パリ同時多発テロではフランスの知財関係者の家族も巻き込まれたというが、日本に住む日本人は今のところまだ、切迫した感覚は持ち合わせていないかもしれない。しかし中国による尖閣諸島(沖縄県石垣市)周辺の巡視活動や南シナ海の人工島軍事拠点化には、一抹の不安を覚え、対策の必要性を感じ始めているのではないか。国際社会を生き抜く上で争いはつきものであり、それが現実である。知財の世界も同じことだ。
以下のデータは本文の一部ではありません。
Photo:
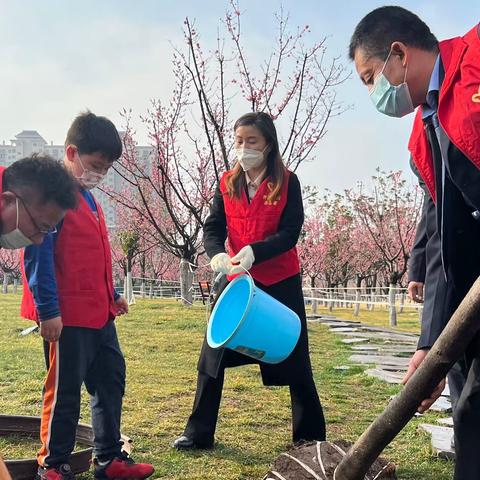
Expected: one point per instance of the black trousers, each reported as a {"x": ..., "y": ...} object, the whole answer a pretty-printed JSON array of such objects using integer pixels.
[
  {"x": 93, "y": 357},
  {"x": 308, "y": 421}
]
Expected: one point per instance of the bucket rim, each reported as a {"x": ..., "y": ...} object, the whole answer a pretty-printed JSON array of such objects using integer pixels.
[{"x": 240, "y": 278}]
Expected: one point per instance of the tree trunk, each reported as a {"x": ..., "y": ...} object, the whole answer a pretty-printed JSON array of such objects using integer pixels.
[
  {"x": 402, "y": 302},
  {"x": 356, "y": 311},
  {"x": 358, "y": 293},
  {"x": 186, "y": 282},
  {"x": 392, "y": 307},
  {"x": 449, "y": 347},
  {"x": 314, "y": 301},
  {"x": 5, "y": 283},
  {"x": 129, "y": 296}
]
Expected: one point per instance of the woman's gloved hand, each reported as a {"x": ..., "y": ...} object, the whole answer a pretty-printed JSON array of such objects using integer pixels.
[
  {"x": 245, "y": 258},
  {"x": 221, "y": 263}
]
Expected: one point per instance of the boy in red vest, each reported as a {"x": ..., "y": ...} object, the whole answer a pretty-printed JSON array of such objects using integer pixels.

ある外国人知財ブローカーは「日本の大学や研究機関の特許は“商品”にはならない」と言う。権利侵害されても、まず訴訟を起こさないため損害賠償額が出ない。すなわち値段がつかず、商売にならないからだ。
ではベンチャー企業はどうか。ベンチャーキャピタルの投資資金を訴訟費用には回せない。政府が盛んに海外展開を支援してきた中小企業は「侵害への対処を始めたときは既に手遅れがほとんど」(元政府系機関の相談員)と言う。大手は「外聞を気にして原告になりたがらないし、訴訟費用が1億円を超えるかどうかで決断が鈍る経営者は多い。これでは株主の利益を損なう」(米国人弁護士)と言う。要は“訴訟はしたくないし金もない”のが本音だが、それで済むほど海外での事業や知財活動は甘くない。